Partieron los tres hacia la playa acompañados de «Miranda», que iba saltando a su lado y sólo se subía a la espalda de Nabé cuando tropezaron con un perro gruñón o un chiquillo que gritara. El sol brillaba con todo su esplendor en un hermoso cielo sin nubes, y los tres sintieron el ardor de sus rayos mientras avanzaban por la playa en dirección al pueblo.
Pronto llegaron cerca del pequeño muelle donde atracaban las barcas pesqueras. No se veía mucha gente allí, sólo unos cuantos pescadores viejos que sesteaban al sol, apoyados de espalda a un muro bajo que separaba el muelle de la playa, y una mujeruca que hacía punto de media sentada en un taburete de madera. Nabé y sus dos amigos se quedaron tendidos en la playa a pocos metros de distancia.
Al poco rato un muchacho sucio y andrajoso, con un jersey de lana de vistosos colores se dirigió corriendo hacia el muelle seguido de un caniche negro. Nabé se incorporó al instante haciendo señas a los demás.
—Seguro que éste es el chico que le entregó la carta a Chatín —dijo—. ¡No puede haber más que un solo caniche negro en un pueblo tan pequeño como éste!
Todos observaron al chico conteniendo el aliento. Se acercó a una barca de vela que unos hombres estaban desamarrando en aquel momento y los ayudó en la operación. Era, en verdad un bello espectáculo ver cómo las velas se hinchaban al viento y la proa enfilaba hacia el mar abierto.
Casi en seguida llegó otro personaje al muelle. Era un hombre corpulento, vestido como el resto de los pescadores, un hombre que cojeaba mucho al andar y se apoyaba en su grueso bastón.

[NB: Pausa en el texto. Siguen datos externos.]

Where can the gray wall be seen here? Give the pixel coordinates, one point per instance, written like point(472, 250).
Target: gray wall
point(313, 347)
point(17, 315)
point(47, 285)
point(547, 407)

—¿No será ése Morgan «el Cojo»? —dijo Roger mientras el viejo pescador se acercaba al grupo de hombres que tomaba el sol junto al muro de piedra—. Seguidme, iremos al muelle. Probablemente tendremos ocasión de hablar con él.
Pero antes de que abandonaran la playa otro sujeto llegó al muelle, un hombre barbudo y con gafas ahumadas al que fácilmente pudieron identificar como uno de los huéspedes recién llegados a la posada. Llamó a Morgan en tono autoritario, y éste acudió prontamente a su lado.
—¡Oiga, Morgan, tenemos que hablar!
—Apostaría lo que sea a que estos dos van a enzarzarse en una pelea —dijo Nabé, excitado—. ¡Ojalá pudiéramos oírles…! Vámonos todos, acerquémonos un poco más al muro de piedra. Desde allí podremos escuchar sin ser vistos.